Atrioventricular septal defect Diagnosis


Can be detected by cardiac auscultation Cardiac ultrasound – to confirm findings from cardiac auscultation which is less invasive and cardiac catheterization is also used but is more invasive. Utero via fetal echocardiogram – can be done for tentative diagnosis An AVSD diagnosis done ahead of birth is an indicator for Down syndrome, though additional signs and added testing are necessary prior to any classic evidence of either can be made.


Atrioventricular septal defect Prevalence


According to the Office of Rare Diseases (ORD) of the National Institutes of Health (NIH) it is listed as a “rare disease” which indicates that less than 200,000 people are affected in US population.

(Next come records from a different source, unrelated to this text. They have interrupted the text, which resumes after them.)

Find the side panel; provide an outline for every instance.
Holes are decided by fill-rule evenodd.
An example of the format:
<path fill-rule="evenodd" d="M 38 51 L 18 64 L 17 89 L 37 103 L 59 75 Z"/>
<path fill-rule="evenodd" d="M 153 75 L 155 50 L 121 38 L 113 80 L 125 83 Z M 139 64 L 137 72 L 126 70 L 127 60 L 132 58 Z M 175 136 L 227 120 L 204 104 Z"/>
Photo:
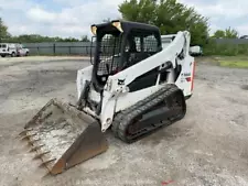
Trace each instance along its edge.
<path fill-rule="evenodd" d="M 118 97 L 118 101 L 116 105 L 116 112 L 123 110 L 140 100 L 143 100 L 145 97 L 157 92 L 161 88 L 162 86 L 159 85 L 159 86 L 152 86 L 145 89 L 141 89 L 138 91 L 120 95 Z"/>
<path fill-rule="evenodd" d="M 182 72 L 175 81 L 175 85 L 183 89 L 185 97 L 193 94 L 193 81 L 194 81 L 194 57 L 187 55 L 182 64 Z"/>
<path fill-rule="evenodd" d="M 80 97 L 80 92 L 85 86 L 85 80 L 91 79 L 93 65 L 85 67 L 83 69 L 77 70 L 77 99 Z"/>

Atrioventricular septal defect Treatment


Surgery - entails closing of the atrial and ventricular septal abnormalities and reinstallation of a capable left AV valve as far as is possible. A heart-lung machine is needed when open surgery is done with a median sternotomy. Percutaneous endovascular procedures – less invasive, performed on a beating heart but are merely appropriate for certain patients. Rates of death during surgery in experienced centers is less than 10% that is for complete abnormalities and not more than 5% for partial abnormalities. For infants that are newly born they are not immediately operated rather close attention is needed to monitor the condition of the infant. Operation is not yet done until the initial signs of the lung distress and heart failure occur.